En la gran ciudad no se notaba, porque es tan extensa en fondo y forma que en sí misma es dispersión y sus habitantes podrían estar chismorreando todo el día sin saber de qué exactamente y sin que ni ellos ni sus víctimas llegasen a sumar una cifra significativa más allá de la buena voluntad del becario a las órdenes del confuso Big Data de sus distraídas parroquias ocupadísimo en detectar ratas, gatos, subsaharianos islamitas u objetos voladores no identificados. Allí la tendencia es recortarse la barba, usar levita o leer a Balmes en cómic.
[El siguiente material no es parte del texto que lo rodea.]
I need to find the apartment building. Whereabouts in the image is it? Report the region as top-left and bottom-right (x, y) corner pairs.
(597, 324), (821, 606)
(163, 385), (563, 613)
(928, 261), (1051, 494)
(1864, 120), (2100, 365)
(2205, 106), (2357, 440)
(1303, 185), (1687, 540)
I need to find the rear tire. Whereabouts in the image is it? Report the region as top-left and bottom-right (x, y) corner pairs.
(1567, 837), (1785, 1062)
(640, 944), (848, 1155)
Aquí, en mi ciudad querida, no pasamos el filtro de la globalización y nos quedamos en lo que somos y, en consecuencia, los porcentajes se mueven cum grano salis; así que deberíamos de ser muy cuidadosos a la hora de airear nuestra penosa psicopatía provinciana y nuestra tendencia a apuntarnos a hacer daño con el único objeto de caerle bien a un futuro concejal. Allí quieren poder y se conforman con un poco de cariño, aquí queremos cariño pero nos conformamos con un poco de poder. Cosa que, como en la gran ciudad saben hace ya muchísimo tiempo, no sirven absolutamente para nada que no sea dejar claro, una vez más, que seguimos tan lejos de la eficacia como de merecer atención o respeto. Cambiar lo pequeño siempre nos importa menos que cambiar lo grande y, sin embargo, es cambiar lo pequeño lo que conduce a los grandes cambios.